La repudiada – Eliette Abécassis

Se sentó en el borde de la cama, se quitó los zapatos y los calcetines. Se deslizó bajo el edredón. Su barba negra resaltaba sobre el color blanco. Subió la sábana. Arregló su capelo, cerró los ojos. Después los abrió y dijo:

–¡Ven!

Más tarde, preparé té y se lo serví en la cama. Abrió los ojos, sus labios se movieron para pronunciar la bendición. «Bendito seas, Tú que lo has creado todo con Tu palabra.» Después se levantó, se volvió a vestir, cogió los libros de la Biblia. Volvió la tapa del Pentateuco y abrió el libro del Talmud. Con la mirada, me indicó que debía alejarme. Lejos, detrás de mí, sobre las páginas amarillentas, las letras negras bailaban.

Me senté en la cocina.

Agudicé el oído: mi marido leía.

«Al día siguiente Moisés se sentó para otorgar justicia al pueblo; y el pueblo se mantuvo de pie alrededor de Moisés, desde la mañana hasta el anochecer.»
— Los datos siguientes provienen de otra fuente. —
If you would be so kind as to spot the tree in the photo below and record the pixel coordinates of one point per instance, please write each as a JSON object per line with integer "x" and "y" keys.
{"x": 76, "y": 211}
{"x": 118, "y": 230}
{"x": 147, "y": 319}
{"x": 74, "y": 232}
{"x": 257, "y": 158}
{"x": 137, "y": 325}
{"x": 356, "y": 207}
Conocía esta historia y todos sus comentarios. Mi padre me los había enseñado cuando era niña. Sí, conocía esta historia. Sucede al día siguiente del Yom Kippur[4], al día siguiente del día en el que Moisés bajó de la montaña…

Capítulo 4

Se dice que el Shabbat empieza mucho antes del viernes y acaba mucho después: tres días antes, la casa se estremece con su llegada; son necesarios al menos tres días para que su perfume se disipe en el ruido tumultuoso de la semana. El Shabbat es el día santo, el día supremo del reposo del alma. En verano, el Shabbat resplandece de belleza como el sol. En invierno, la paz del Shabbat nos envuelve en su abrigo blanco.

Ese viernes, a la caída de la tarde, oí la sirena que anunciaba el inicio del descanso. Los cantos rituales se escapaban de las casas para acoger a la prometida del Shabbat. En ese momento todo se paró, pues no está permitido cocinar, encender la luz ni trabajar en ese día santo.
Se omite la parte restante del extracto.